YouTube algorithms demonetizes LGBTQ content, Senators want a plan to combat deepfakes, and Smart Summons crashes
Hi beta reader friends, this is where I’ll say something brief and topical. I’m thinking about sending it around this time every Friday and that everything after “More news” will be in the (eventual) paid version. But that’s just the plan today! Send feedback and change my mind.
Big story
YouTube unfairly demonetizes videos that have LGBTQ keywords in the title, according to an investigation done by a group of YouTube creators. When those LGBTQ words were switched out for words like “friend” or “happy,” the videos were able to be monetized. This shouldn’t be a surprise to YouTube: they were sued earlier this year by a group of LGBTQ creators for pretty much this exact same issue.

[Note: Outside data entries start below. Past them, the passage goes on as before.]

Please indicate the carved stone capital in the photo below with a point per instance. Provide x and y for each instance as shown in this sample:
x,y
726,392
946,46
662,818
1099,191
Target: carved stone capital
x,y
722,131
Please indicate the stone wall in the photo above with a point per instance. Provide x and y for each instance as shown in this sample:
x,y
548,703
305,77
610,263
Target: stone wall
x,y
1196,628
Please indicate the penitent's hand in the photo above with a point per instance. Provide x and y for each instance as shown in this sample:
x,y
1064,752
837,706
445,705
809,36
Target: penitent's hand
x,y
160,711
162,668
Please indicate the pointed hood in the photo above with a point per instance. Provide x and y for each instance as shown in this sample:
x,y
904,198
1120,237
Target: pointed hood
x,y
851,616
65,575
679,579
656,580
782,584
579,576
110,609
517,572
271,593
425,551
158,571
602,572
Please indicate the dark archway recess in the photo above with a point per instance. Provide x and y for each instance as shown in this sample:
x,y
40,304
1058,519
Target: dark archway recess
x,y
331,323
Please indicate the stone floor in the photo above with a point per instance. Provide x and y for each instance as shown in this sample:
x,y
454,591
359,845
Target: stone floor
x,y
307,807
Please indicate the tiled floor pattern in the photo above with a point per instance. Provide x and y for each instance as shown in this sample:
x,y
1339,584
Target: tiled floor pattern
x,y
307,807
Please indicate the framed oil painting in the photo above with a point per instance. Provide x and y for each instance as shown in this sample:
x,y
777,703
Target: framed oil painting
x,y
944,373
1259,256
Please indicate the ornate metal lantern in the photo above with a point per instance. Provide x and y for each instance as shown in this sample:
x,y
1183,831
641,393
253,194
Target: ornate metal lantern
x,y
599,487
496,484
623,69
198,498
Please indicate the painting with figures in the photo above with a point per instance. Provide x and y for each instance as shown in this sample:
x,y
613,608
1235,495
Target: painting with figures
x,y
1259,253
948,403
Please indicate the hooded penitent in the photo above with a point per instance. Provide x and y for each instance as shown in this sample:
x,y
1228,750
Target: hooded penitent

But don’t worry, it’s the algos fault. A spokesperson said “We use machine learning to evaluate content against our advertiser guidelines. Sometimes our systems get it wrong, which is why we’ve encouraged creators to appeal. Successful appeals ensure that our systems are updated to get better and better.” So, it’s the LGBTQ creators’ responsibility to teach the system not to punish them, not YouTube’s.
More news
Some workplaces are teaching employees about reinforcement learning by training and racing toy-sized self-driving cars. The cars, called DeepRacer, are a project out of Amazon Web Services, and apparently there is a league anyone can join.
France plans to be the first country in Europe to create a national ID program using facial recognition.
If you’re a journalist or anyone else that has to deal with transcribing a lot of audio, you probably already know this: automated transcription software has gotten much better over the last couple of years.
Researchers at Beihang University and Microsoft, China developed a bot to post made-up comments on news articles. The trolls should be thrilled.
Step aside, facial recognition. Body recognition systems are coming to airports, sports venues, and other businesses near you as early as next year. It will work in conjunction with facial recognition systems, with a camera scanning the upper body to create a “body profile” that is tied to a user’s face.
Companies are using emotion recognition tech to see what sort of vacations you might like.
AI-driven investment strategies are not panning out yet.
Democratic Senator Mark Warner of Virginia and Republican Senator Marco Rubio wrote a letter to a bunch of tech companies to ask them to do something about deepfakes.
Last week, Teslas got an update called “Smart Summons,” letting owners call their car to drive to them when its 200 feet or fewer away with a tap on a phone —and regulators are already looking into crashes.
Speaking of self-driving cars, Silicon Valley residents don’t want them in their neighborhoods.
Google knows its face recognition software didn’t work great on people with darker skin. So they hired contractors to go out to scan faces from people on the street. Those who consented, which included targeted groups like homeless encampments and college students, got a $5 gift card as a thank you.
Quote Unquote
“AI could become a digital library for the world’s knowledge to date—and we will all have library cards.”
-From "Can Fiction Introduce Empathy Into AI? Do We Want It To?” on Lithub
Datapoint of the week
7 percent
The drop in the labor share, from 63 to 56 percent, from 2000 to last year. Researchers at the Fed say automation is partly to blame.
Prospecting ArXiv
Optical character recognition has been around for Latin script languages for two decades, with MNIST being one of the classic datasets behind machine learning. Most other written languages have not had nearly the same amount of work done, including Amharic, Ethiopia’s official language and used by 22 million people. A paper published this week shows how the researchers went about using a convolutional neural network (CNN) to recognize handwritten Amharic for the first time.
The researchers had to put together a dataset of over a million images of handwritten characters (shown above), a time-consuming and tedious task. But they also wrote that without doing anything too fancy with the setup, they were able to achieve a “reasonable” recognition result. This sort of work goes to show that there is still a lot of low-hanging fruit for AI to tackle, especially in developing countries.